Ravens right guard Chris Chester denied Thursday that he intentionally tried to injurePittsburgh Steelers linebacker James Harrison while drawing a false-start penalty, the Baltimore Sun reported.

"It's not as it may appear to them," Chester said. "No, there was nothing malicious about it."

Harrison and several Steelers players told the *Pittsburgh Post-Gazette* on Wednesday that they were upset over the play in question. On the extra-point attempt after Joe Flacco's first-quarter touchdown pass to Anquan Boldin in last Sunday night's 13-10 Ravens loss, Chester fired off the line to hit Harrison -- which offensive linemen aren't taught to do on field-goal and extra-point tries because doing so opens gaps in the blocking wall.

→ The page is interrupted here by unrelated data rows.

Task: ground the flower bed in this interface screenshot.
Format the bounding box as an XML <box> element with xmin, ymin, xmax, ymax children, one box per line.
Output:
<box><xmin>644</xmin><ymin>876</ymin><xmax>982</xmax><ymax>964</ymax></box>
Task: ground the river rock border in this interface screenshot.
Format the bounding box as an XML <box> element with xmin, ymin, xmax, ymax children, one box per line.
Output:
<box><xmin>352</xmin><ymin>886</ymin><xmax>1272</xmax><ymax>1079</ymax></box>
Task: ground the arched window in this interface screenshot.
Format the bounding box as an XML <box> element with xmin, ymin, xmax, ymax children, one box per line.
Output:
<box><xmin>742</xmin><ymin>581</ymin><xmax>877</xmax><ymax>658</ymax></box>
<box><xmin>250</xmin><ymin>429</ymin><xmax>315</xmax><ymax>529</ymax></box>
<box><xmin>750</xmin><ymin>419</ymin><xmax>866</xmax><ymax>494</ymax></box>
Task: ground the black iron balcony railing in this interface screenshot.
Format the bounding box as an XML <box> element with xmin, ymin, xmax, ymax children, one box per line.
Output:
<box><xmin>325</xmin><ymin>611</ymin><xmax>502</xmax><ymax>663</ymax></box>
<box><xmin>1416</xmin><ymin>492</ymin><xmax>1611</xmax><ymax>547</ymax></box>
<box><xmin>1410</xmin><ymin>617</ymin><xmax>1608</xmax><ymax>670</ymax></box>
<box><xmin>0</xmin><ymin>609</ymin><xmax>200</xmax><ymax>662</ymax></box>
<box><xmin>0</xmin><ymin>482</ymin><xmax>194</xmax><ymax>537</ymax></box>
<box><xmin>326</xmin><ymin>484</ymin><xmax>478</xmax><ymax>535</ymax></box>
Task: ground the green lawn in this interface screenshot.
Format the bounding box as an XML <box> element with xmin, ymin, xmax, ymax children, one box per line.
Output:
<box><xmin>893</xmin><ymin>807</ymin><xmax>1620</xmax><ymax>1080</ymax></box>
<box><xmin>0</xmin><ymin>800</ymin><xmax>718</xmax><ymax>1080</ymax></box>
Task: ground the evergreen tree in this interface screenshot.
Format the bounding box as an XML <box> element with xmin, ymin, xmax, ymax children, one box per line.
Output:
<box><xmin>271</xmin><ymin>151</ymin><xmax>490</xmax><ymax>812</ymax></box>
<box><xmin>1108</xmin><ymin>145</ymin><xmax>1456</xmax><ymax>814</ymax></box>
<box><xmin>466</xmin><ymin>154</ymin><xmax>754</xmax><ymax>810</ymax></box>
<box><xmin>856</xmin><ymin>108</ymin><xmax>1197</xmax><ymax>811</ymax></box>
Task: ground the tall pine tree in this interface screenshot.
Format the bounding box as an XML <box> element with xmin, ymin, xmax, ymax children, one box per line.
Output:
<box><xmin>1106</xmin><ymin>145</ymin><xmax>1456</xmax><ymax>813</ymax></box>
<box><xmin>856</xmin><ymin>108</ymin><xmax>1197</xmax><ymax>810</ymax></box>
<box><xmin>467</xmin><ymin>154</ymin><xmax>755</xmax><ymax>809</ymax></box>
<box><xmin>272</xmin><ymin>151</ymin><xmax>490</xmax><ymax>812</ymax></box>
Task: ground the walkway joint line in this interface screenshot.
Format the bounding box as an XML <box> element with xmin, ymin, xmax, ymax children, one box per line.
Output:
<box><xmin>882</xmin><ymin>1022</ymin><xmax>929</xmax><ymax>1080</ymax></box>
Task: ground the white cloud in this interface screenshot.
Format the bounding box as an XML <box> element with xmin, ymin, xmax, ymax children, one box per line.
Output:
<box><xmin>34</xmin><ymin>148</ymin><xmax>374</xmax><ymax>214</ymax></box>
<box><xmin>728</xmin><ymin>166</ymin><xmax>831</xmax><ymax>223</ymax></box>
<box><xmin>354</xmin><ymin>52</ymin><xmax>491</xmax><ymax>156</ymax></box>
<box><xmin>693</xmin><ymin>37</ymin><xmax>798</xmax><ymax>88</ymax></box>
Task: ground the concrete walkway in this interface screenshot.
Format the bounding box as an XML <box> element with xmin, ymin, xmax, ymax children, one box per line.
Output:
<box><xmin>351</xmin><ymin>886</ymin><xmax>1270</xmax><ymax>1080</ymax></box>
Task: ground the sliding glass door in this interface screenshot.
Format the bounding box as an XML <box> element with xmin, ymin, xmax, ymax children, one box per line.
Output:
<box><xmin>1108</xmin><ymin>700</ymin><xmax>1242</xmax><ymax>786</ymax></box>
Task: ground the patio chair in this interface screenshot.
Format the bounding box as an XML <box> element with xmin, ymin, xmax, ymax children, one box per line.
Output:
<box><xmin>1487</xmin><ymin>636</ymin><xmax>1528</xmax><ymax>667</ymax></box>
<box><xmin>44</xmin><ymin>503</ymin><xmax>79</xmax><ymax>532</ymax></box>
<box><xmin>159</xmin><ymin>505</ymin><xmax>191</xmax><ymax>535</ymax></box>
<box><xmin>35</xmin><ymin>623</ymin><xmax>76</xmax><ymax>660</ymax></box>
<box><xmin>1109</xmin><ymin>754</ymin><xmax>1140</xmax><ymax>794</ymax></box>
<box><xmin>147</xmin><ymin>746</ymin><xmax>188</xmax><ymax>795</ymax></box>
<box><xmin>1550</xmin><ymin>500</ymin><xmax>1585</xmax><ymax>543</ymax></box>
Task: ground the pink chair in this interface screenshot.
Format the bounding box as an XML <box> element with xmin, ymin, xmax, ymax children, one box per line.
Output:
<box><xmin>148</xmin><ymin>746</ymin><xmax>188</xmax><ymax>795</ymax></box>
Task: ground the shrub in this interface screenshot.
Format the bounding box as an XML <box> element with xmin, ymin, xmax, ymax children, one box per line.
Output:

"Of course it was deliberate," Harrison said Wednesday in the Steelers' locker room, according to the Post-Gazette. "There's no way that happens on an extra point because (offensive linemen) don't shoot out. It's obvious it was blatant. It was on purpose."

Defensive end Brett Keisel, who is on the Steelers' extra-point defense, agreed, saying: "I think it was a designed play. He just took off and kept driving him. I do think it was intentional."

Harrison, who said he twice ran over Chester on plays before the incident, was asked if it was a cheap shot.

"Yeah, it's cheap," Harrison replied, "but when it comes down to it, it's only a 5-yard penalty. They move back to the 7 and re-kick. It's not going to hurt them."

Chester said that wasn't the case.

"It's unfortunate that they feel that way," Chester told the Sun. "It was simply a mix-up in the huddle call on what we were trying to do, and I can't say too much with respect to our schemes. I don't want to give away too much information, but it was simply a mix-up in the huddle call."

Ravens coach John Harbaugh was asked his thoughts on Harrison's allegations -- and had a blunt response.

"I could care less what he thinks," the coach said.